A ameaça venezuelana

Mundo

Nicolás Maduro discursou após a divulgação dos resultados do referendo sobre Essequibo — Foto: GETTY IMAGES via BBC

Regimes ditatoriais são ávidos em explorar paixões nacionalistas como meio de sobreviver, em especial quando desafiados pelos desastres que engendraram. Não é diferente na Venezuela de Nicolás Maduro. Ao iniciar a construção de uma segunda base militar na fronteira leste e conduzir, no último domingo, a farsa de um plebiscito sobre a anexação de 70% do território da Guiana, o autocrata bolivariano deslanchou a primeira ameaça bélica na América do Sul desde 1991.

Do episódio, salta à vista a inação do Brasil. Em vez de advertir claramente o vizinho sobre os riscos de uma aventura regional desestabilizadora, o presidente Lula da Silva limitou-se a dizer que a América Latina “não precisa de confusão”.

Não se trata de “confusão”, e sim de ameaça explícita de agressão à Guiana por parte da Venezuela, que inventou uma consulta popular obviamente fajuta para revestir de legitimidade sua reivindicação territorial.

Como já fez no caso do ataque injustificado da Rússia contra a Ucrânia, Lula da Silva tratou a ameaçadora Venezuela e a ameaçada Guiana como se fossem igualmente responsáveis pela “confusão”. Segundo o presidente brasileiro, é preciso que “o bom senso prevaleça do lado da Venezuela e da Guiana”. Ora, só há falta de bom senso de um lado, o da Venezuela do “companheiro” Nicolás Maduro.

Não há dúvidas sobre as más intenções do ditador venezuelano, que aceitou a realização de uma eleição presidencial aberta e monitorada em 2024 em troca da suspensão temporária de sanções pelos Estados Unidos.
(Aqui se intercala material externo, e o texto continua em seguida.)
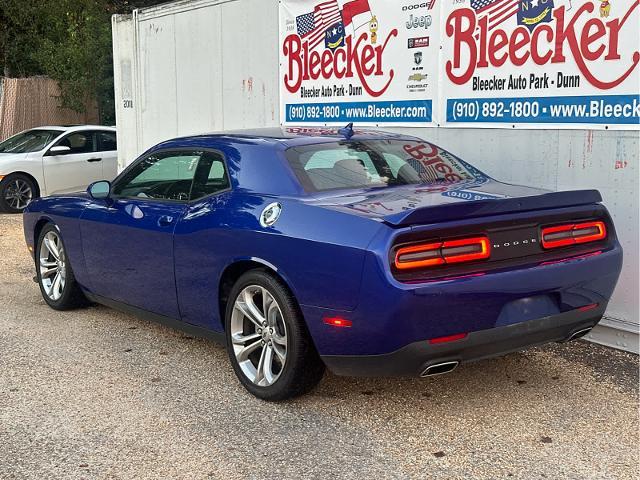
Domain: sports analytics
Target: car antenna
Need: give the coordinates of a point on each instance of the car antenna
(347, 132)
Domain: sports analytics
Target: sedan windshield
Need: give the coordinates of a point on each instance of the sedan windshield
(375, 163)
(29, 141)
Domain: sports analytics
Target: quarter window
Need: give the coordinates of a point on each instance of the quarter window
(107, 141)
(79, 142)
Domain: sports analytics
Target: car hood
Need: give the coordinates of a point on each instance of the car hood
(413, 204)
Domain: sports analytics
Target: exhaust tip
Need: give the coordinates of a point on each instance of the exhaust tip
(579, 333)
(439, 368)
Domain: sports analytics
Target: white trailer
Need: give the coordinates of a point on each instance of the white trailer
(197, 66)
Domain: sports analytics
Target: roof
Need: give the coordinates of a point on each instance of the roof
(290, 136)
(70, 128)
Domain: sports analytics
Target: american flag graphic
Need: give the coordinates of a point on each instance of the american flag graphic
(427, 173)
(497, 11)
(312, 26)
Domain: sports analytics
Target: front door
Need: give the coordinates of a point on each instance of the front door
(128, 244)
(75, 169)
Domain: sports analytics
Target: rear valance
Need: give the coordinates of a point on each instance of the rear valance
(481, 208)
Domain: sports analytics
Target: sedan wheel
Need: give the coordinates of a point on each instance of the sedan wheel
(55, 275)
(18, 194)
(269, 345)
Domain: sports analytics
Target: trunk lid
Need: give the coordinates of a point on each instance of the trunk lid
(425, 204)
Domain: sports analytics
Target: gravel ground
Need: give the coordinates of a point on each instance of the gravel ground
(98, 394)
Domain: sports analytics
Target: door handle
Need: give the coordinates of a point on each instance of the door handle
(165, 221)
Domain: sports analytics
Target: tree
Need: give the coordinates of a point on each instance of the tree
(67, 40)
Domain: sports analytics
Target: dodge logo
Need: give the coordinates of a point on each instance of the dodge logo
(515, 243)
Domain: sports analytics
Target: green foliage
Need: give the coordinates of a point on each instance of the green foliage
(67, 40)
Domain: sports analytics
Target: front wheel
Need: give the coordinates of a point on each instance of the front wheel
(16, 192)
(268, 342)
(55, 277)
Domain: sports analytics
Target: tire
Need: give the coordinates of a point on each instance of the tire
(55, 276)
(16, 192)
(249, 342)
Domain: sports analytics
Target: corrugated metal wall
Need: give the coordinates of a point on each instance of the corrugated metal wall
(33, 102)
(197, 66)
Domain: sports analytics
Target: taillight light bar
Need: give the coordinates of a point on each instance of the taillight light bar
(425, 255)
(572, 234)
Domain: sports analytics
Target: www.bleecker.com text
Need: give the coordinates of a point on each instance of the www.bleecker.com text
(331, 91)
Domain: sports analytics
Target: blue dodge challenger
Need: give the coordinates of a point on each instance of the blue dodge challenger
(366, 252)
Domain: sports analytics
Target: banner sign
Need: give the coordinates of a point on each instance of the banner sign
(541, 63)
(472, 63)
(361, 61)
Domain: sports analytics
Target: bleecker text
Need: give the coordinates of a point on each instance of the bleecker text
(597, 40)
(357, 58)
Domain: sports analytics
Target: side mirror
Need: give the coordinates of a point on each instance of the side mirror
(59, 150)
(99, 190)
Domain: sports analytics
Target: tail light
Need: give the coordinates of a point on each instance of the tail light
(432, 254)
(572, 234)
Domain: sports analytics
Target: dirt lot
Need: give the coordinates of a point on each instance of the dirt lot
(99, 394)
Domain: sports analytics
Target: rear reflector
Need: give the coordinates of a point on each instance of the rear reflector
(586, 308)
(449, 338)
(337, 322)
(441, 253)
(572, 234)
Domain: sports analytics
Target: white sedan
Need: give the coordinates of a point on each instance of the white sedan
(48, 160)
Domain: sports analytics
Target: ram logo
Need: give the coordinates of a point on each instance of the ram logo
(515, 243)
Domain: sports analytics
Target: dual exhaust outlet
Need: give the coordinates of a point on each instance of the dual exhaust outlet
(446, 367)
(440, 368)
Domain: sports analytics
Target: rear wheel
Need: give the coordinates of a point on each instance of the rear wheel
(55, 276)
(268, 342)
(16, 192)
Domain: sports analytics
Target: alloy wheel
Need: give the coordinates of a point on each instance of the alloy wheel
(259, 335)
(53, 269)
(18, 194)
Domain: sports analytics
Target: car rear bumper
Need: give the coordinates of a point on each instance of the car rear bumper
(415, 358)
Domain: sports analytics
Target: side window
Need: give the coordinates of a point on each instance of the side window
(164, 176)
(107, 141)
(79, 142)
(211, 176)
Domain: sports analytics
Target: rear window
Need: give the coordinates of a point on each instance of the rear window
(375, 163)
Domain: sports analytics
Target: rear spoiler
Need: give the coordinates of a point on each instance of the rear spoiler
(481, 208)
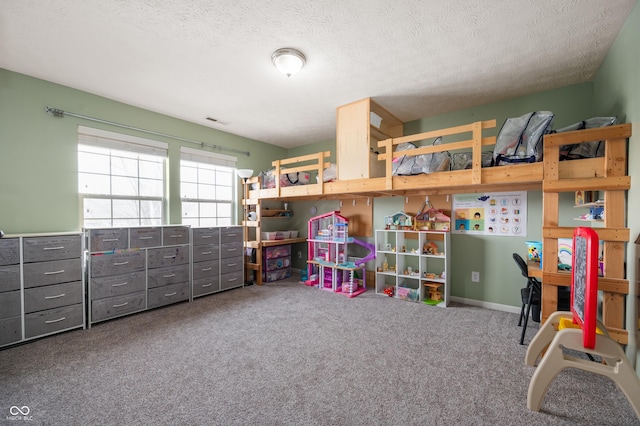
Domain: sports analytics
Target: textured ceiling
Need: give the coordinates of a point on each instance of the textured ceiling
(196, 58)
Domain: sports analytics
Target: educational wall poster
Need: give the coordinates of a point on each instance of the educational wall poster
(496, 213)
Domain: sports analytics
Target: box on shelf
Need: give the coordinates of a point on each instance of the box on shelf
(534, 252)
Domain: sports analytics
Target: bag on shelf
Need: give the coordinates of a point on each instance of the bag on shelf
(520, 138)
(587, 149)
(422, 163)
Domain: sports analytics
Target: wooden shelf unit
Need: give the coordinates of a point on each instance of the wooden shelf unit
(608, 174)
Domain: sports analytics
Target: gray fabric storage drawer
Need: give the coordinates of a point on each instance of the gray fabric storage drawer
(108, 239)
(206, 252)
(205, 269)
(166, 295)
(10, 330)
(206, 285)
(205, 236)
(10, 304)
(234, 279)
(38, 249)
(169, 275)
(231, 235)
(116, 285)
(172, 235)
(117, 263)
(145, 237)
(57, 271)
(231, 265)
(231, 250)
(167, 256)
(116, 306)
(52, 296)
(52, 320)
(9, 251)
(9, 277)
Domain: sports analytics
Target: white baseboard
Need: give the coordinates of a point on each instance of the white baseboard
(488, 305)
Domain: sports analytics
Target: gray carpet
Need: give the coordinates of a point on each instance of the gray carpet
(287, 354)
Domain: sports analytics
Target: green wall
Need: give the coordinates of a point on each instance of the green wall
(38, 152)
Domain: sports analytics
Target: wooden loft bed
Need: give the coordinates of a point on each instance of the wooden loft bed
(477, 179)
(551, 176)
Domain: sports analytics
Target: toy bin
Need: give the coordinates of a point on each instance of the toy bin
(534, 252)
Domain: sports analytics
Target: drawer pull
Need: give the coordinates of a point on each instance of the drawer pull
(55, 297)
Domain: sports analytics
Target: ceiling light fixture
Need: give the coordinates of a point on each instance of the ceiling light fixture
(288, 61)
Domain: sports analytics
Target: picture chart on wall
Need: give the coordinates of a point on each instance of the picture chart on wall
(495, 213)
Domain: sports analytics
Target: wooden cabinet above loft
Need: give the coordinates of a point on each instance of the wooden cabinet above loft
(359, 127)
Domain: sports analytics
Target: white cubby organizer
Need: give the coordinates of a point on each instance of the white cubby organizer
(415, 264)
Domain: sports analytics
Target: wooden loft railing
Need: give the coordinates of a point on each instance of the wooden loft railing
(476, 179)
(608, 174)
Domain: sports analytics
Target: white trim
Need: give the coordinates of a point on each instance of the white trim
(107, 139)
(201, 156)
(487, 305)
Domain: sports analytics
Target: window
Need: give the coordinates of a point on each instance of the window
(207, 188)
(121, 179)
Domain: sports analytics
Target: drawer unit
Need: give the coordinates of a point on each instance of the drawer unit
(112, 307)
(56, 271)
(52, 296)
(116, 285)
(166, 295)
(53, 320)
(231, 264)
(10, 305)
(38, 249)
(9, 251)
(228, 250)
(206, 285)
(167, 256)
(206, 252)
(174, 235)
(232, 234)
(202, 236)
(206, 269)
(9, 278)
(108, 239)
(170, 275)
(105, 264)
(141, 275)
(145, 237)
(41, 286)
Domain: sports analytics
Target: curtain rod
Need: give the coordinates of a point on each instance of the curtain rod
(56, 112)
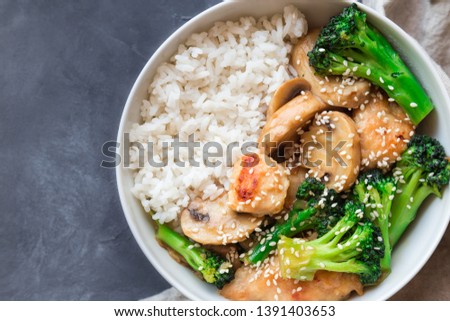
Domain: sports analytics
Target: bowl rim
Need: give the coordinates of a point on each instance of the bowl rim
(429, 64)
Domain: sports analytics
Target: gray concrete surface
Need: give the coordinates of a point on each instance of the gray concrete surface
(66, 68)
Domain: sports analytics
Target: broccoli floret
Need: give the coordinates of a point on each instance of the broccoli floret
(321, 208)
(352, 246)
(213, 268)
(350, 46)
(376, 191)
(423, 170)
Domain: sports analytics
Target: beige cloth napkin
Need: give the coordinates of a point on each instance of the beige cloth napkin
(428, 22)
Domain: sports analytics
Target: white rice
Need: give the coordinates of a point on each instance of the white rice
(217, 86)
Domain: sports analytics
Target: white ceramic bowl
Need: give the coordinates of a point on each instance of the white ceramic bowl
(423, 235)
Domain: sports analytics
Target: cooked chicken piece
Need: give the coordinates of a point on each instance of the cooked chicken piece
(283, 126)
(229, 252)
(259, 186)
(265, 284)
(296, 177)
(285, 93)
(331, 149)
(385, 131)
(213, 222)
(334, 90)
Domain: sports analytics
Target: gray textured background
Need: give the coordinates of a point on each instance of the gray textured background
(66, 69)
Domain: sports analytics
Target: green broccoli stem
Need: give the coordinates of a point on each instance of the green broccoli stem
(415, 102)
(403, 210)
(290, 227)
(379, 63)
(194, 256)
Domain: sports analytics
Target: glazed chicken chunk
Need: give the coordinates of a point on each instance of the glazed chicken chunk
(265, 284)
(385, 131)
(259, 186)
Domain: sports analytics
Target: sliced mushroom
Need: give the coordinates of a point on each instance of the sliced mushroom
(334, 90)
(286, 92)
(282, 127)
(213, 222)
(385, 131)
(331, 149)
(259, 186)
Nada indica que cumprirá esse acordo, celebrado em Barbados em outubro passado, dadas as travas de seu regime às candidaturas da oposição.

Nessa lógica, insuflar o nacionalismo, ao resgatar uma causa apoiada também por alguns de seus detratores, parece uma jogada característica de quem precisa recuperar a popularidade em meio à crise generalizada no país.
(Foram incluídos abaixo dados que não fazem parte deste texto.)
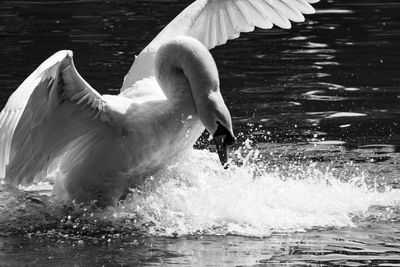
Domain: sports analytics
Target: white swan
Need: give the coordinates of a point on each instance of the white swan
(100, 145)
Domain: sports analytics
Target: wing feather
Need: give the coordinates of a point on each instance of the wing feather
(53, 107)
(213, 22)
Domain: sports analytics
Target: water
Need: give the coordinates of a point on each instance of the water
(316, 111)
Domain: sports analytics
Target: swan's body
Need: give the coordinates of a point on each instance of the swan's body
(96, 146)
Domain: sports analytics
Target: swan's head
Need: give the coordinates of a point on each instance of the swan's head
(188, 76)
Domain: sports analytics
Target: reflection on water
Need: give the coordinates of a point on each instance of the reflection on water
(317, 114)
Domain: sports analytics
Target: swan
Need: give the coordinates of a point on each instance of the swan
(55, 126)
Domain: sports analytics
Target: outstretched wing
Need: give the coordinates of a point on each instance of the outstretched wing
(213, 22)
(53, 109)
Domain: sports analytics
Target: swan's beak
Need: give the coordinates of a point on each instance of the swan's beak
(223, 140)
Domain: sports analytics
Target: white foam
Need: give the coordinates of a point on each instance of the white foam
(198, 196)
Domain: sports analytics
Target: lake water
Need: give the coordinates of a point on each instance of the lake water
(316, 176)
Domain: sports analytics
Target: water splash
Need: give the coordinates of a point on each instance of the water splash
(197, 196)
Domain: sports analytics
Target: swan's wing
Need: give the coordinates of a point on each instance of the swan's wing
(54, 108)
(213, 22)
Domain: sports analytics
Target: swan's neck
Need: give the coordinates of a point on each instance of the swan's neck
(187, 74)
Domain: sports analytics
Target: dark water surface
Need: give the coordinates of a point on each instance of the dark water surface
(316, 109)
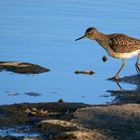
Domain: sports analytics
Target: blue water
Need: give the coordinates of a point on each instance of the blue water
(43, 32)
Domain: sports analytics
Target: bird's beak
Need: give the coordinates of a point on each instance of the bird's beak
(80, 37)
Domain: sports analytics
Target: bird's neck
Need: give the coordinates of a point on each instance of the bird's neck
(102, 39)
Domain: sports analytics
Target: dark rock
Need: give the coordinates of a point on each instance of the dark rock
(22, 68)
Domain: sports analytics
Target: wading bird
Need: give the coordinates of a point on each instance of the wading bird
(117, 45)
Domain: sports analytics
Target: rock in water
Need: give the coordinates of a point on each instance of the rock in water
(22, 67)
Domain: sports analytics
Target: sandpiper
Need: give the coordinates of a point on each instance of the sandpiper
(117, 45)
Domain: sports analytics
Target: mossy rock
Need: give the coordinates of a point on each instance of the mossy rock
(22, 67)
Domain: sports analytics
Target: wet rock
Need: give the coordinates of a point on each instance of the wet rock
(80, 135)
(53, 127)
(89, 72)
(104, 58)
(22, 68)
(111, 120)
(60, 101)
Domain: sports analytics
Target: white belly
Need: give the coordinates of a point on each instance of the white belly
(129, 55)
(123, 55)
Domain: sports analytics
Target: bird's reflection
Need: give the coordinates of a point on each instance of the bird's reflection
(125, 95)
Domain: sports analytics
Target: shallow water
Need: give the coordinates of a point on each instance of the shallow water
(43, 32)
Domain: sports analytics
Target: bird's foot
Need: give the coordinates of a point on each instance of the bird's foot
(137, 68)
(114, 78)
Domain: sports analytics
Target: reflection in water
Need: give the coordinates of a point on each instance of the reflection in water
(124, 95)
(34, 94)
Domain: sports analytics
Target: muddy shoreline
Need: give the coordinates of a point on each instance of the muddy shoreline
(60, 120)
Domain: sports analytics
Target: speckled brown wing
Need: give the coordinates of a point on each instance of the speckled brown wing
(123, 44)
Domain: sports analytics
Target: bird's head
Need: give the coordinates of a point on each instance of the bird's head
(90, 33)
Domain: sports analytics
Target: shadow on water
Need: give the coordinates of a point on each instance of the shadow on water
(127, 96)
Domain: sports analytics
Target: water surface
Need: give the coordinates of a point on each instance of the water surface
(43, 32)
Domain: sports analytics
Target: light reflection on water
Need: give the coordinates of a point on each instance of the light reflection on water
(43, 32)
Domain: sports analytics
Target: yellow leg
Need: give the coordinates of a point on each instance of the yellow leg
(117, 74)
(137, 64)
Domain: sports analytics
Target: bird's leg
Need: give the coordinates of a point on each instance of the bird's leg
(137, 64)
(117, 74)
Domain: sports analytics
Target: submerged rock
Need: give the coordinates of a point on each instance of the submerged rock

A Venezuela reivindica há dois séculos a soberania sobre Essequibo, uma faixa de 160 quilômetros quadrados no oeste da Guiana. Desdenha de arbitragens e acordos anteriores e, agora, de recentes orientações da Corte Internacional de Justiça.
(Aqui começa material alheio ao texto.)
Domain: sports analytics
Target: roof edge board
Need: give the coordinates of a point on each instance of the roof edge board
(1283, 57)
Não se pode abstrair o fato de a controvérsia ter sido pinçada por Maduro quando a Guiana se vê catapultada economicamente pela exploração petrolífera na região em disputa – e desguarnecida de força de defesa. Tampouco é possível ignorar o fato de o Brasil estar, literalmente, no meio do vespeiro. Porta de fuga de venezuelanos desesperançados, Roraima faz fronteira com ambos os países.

A circunstância geográfica, por si só, exige do Brasil uma posição neutra, equilibrada e ativa na busca de uma solução diplomática. Lula da Silva deveria usar sua condição de “companheiro” de Maduro para convencê-lo a desarmar os ânimos.

A cada dia de imobilismo e de miopia diante dos arroubos de Maduro, porém, a Guiana se verá empurrada a buscar proteção militar nos EUA. A escalada é preocupante e requer do Estado brasileiro o dever estratégico nacional e regional de levar a Venezuela a manter a paz, o maior capital geopolítico da América do Sul.

Maduro promete ”recuperar” província do país vizinho

Presidente venezuelano celebra resultado do referendo sobre anexação do território do Essequibo, em que 95% dos eleitores apoiam medida. Especialistas minimizam impacto da votação e veem jogada política

Nicolás Maduro (E) mostra a ata com o resultado da consulta popular de domingo, aplaudido pelo presidente do Conselho Nacional Eleitoral, Elvis Amoroso (Crédito: Federico Parra/AFP)

Ao assinar e exibir a ata de notificação da “vontade absoluta e democrática expressada pelo povo venezuelano no referendo consultivo em defesa da Guiana Essequiba”, o presidente da Venezuela, Nicolás Maduro, comemorou o resultado e declarou: “Essa consulta é vinculante e, na condição de chefe de Estado, acato o mandato”.

De acordo com o Conselho Nacional Eleitoral (CNE), 95% dos eleitores apoiaram a criação de uma província venezuelana no Essequibo, território disputado com a Guiana e rico em petróleo. “A decisão que vocês tomaram dá um impulso vital poderosíssimo (…) Agora, sim, vamos recuperar os direitos da Venezuela históricos na Guiana Essequiba; agora, sim, vamos fazer justiça”, afirmou Maduro. 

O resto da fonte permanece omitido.